Why am I doing all these projects, individualized learning outcomes, inquiry based labs, collaborative writing projects, and technological innovations in high school when in college they will be asked to sit in a 3 hour lecture hall with 650 other students listening to a woman read through a power point presentation? Too often universities hire researchers, not teachers. Nuff said.

7) Teachers
I bet you all are thinking I saved the answer for last. If you have read this far you can probably tell that I am very pro-teacher. Well I am, however if you think teachers can solve our problems you haven't ever been at a staff meeting.I have a lot of friends in the 'bizz' of education and I we rarely agree on anything! With so many initiatives thrown at us, we have had to pick and choose what we believe works and what doesn't. Most of the time the success of a class has very little to do with teaching methods, curriculum, or content. It comes down to one thing, and one thing only. The relationship the teacher has to the student! You can't quantify that, you can't teach it, you can't test it, but it is real. Teachers can't change the world alone. We don't have time, resources, or enough left in us after a day in class to do the things that need to be done. What we do is personal, it's individual, it's full of motivation, compassion, and care. We may not be able to change the world, so we just change one kid at a time.

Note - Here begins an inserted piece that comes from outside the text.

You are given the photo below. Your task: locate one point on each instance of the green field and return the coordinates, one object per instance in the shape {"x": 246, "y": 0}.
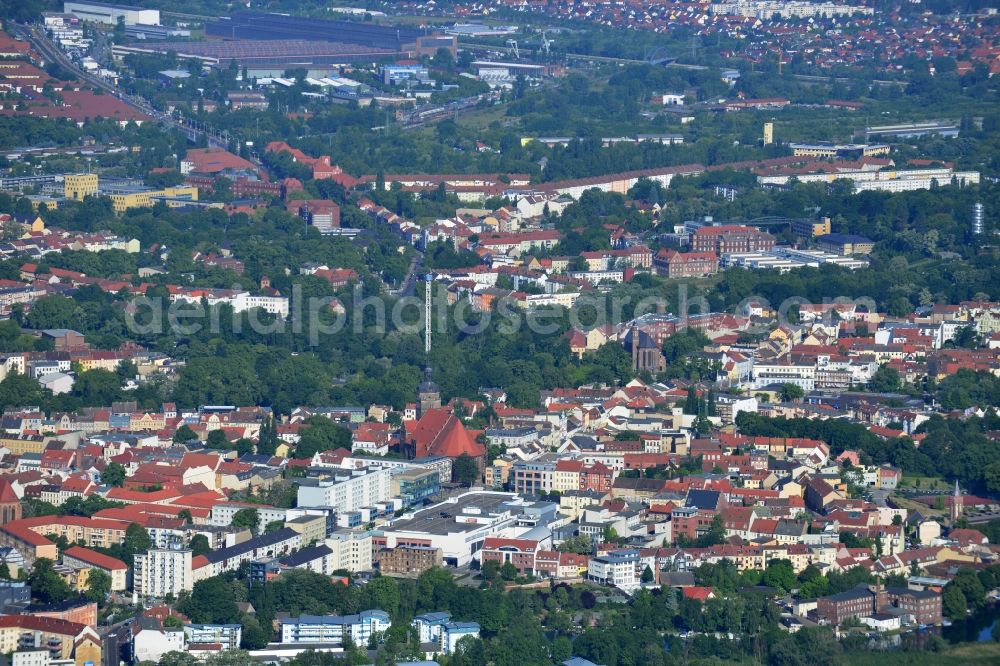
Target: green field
{"x": 967, "y": 654}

Bonus Answer: Students!!??

There is a big push for student-led investigations. These can be very good, in small doses. I can't believe that we can run a curriculum on just what the students are interested in. If that was the case, I would have never learned to read. My kindergarten world revolved around which girl to chase at recess, not how how well Dick and Jane could jump and bike. My parents and teachers knew what I needed to be a well rounded adult and I trusted them to sculpt me. There were times when they failed, but overall I am sure that if I had more of a say in what and how I learned, I would not have interests in a tenth of what I am interested in today.

So what is the answer? EVERYONE and thus NO ONE! We all have our interests, but there is no one out in the forefront of this thing. We do our best with a system that is based on money, politics, and historical tradition. What should drive our change?

Just my ramblings. Take them as you will but feel free to comment before. Please add to my list as I know it is not comprehensive.